8. Performance Results
The latest FS metadata benchmark uses bthread coroutines to issue roughly 2,000 to 4,000 concurrent metadata requests to a single DataServer. avg_us/op is an amortized value derived from total throughput, while Batch WAL P50/P99 measures WAL batch flush completion latency, so the two numbers are intentionally different granularities.

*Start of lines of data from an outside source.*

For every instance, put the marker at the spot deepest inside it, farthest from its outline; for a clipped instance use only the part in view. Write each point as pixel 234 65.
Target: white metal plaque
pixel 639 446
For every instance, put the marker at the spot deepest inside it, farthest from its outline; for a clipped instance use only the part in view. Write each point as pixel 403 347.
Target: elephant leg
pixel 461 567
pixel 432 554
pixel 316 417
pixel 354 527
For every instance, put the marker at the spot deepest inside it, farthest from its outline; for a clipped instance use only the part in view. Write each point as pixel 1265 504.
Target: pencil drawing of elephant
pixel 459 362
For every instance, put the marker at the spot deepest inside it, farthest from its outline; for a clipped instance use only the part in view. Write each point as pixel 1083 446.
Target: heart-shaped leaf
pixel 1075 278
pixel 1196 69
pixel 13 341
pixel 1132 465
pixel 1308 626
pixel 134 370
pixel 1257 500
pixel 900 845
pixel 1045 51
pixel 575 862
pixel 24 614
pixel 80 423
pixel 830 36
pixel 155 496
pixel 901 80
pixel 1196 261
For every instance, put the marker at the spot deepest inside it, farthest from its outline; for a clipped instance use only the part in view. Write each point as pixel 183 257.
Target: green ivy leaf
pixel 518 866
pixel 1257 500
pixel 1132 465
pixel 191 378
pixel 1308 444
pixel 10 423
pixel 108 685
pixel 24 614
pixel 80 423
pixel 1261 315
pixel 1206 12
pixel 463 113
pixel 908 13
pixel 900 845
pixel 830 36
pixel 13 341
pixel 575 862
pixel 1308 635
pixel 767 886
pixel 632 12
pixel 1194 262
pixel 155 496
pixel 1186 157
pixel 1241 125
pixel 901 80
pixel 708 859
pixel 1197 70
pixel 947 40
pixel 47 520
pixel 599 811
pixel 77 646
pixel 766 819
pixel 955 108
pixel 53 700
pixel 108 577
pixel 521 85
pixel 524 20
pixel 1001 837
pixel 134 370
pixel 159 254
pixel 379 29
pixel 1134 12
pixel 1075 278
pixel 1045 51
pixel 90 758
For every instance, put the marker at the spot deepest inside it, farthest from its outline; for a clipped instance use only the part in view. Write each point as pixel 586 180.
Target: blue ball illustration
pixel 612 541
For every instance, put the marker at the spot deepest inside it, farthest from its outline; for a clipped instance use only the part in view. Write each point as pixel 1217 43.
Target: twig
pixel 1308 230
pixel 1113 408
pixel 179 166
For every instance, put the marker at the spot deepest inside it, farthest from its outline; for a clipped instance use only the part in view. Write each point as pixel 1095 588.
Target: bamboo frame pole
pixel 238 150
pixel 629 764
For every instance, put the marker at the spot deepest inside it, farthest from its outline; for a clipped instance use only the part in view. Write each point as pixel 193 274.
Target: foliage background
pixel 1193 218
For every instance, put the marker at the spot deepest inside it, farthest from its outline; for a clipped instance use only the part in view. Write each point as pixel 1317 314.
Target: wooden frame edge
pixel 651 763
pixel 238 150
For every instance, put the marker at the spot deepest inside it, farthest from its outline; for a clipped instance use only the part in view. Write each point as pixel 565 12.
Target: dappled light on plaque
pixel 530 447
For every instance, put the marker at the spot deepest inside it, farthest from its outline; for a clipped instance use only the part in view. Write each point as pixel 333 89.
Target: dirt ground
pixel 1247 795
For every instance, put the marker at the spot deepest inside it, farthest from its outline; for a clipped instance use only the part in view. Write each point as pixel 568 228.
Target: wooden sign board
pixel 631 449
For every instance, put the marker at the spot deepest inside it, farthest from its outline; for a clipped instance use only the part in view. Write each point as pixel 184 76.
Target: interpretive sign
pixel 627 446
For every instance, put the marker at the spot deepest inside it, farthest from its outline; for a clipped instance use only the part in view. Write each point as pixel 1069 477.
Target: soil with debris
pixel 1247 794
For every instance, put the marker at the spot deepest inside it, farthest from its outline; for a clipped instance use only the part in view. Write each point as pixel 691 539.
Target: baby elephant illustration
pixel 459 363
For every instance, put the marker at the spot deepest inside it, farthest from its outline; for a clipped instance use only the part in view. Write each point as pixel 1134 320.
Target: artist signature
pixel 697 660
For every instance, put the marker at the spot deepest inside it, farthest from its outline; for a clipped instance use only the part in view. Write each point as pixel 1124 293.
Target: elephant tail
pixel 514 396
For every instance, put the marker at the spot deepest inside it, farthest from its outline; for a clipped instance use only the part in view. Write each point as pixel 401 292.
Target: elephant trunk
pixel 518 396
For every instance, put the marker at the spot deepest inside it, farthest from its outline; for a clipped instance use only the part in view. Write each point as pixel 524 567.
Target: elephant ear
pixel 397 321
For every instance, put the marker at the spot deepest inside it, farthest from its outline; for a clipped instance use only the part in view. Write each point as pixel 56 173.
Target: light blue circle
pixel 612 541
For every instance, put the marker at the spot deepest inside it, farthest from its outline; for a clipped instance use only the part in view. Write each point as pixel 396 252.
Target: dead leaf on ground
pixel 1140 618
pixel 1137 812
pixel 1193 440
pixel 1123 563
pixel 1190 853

With multiple DS nodes, metadata QPS scales by inode bucket owner. Ordinary create/unlink/mkdir paths do not share a cross-DS write bottleneck, so reaching millions of metadata QPS is relatively straightforward. The high WAL latency mainly comes from the three-replica Chunk write: a batch WAL can return only after every replica append succeeds, while group commit amortizes that cost across many foreground operations.
OP
QPS
avg_us/op
Batch WAL P50
Batch WAL P99
create
379,324
2.64
2,114
6,175
unlink
270,512
3.70
5,973
12,690
rename, cross-directory
237,571
4.21
3,881
13,024
mkdir
230,950
4.33
5,299
13,327
The data shows that individual WAL batch flushes are still in milliseconds, but group commit makes the foreground operation cost microsecond-level on average. This is the core tradeoff: reliability comes from the three-replica WAL, while throughput comes from batching, bthread concurrency, and bucket/DS-level parallelism.
This article focuses on metadata design. The data path, extent maps, and remote object backend integration will be covered separately.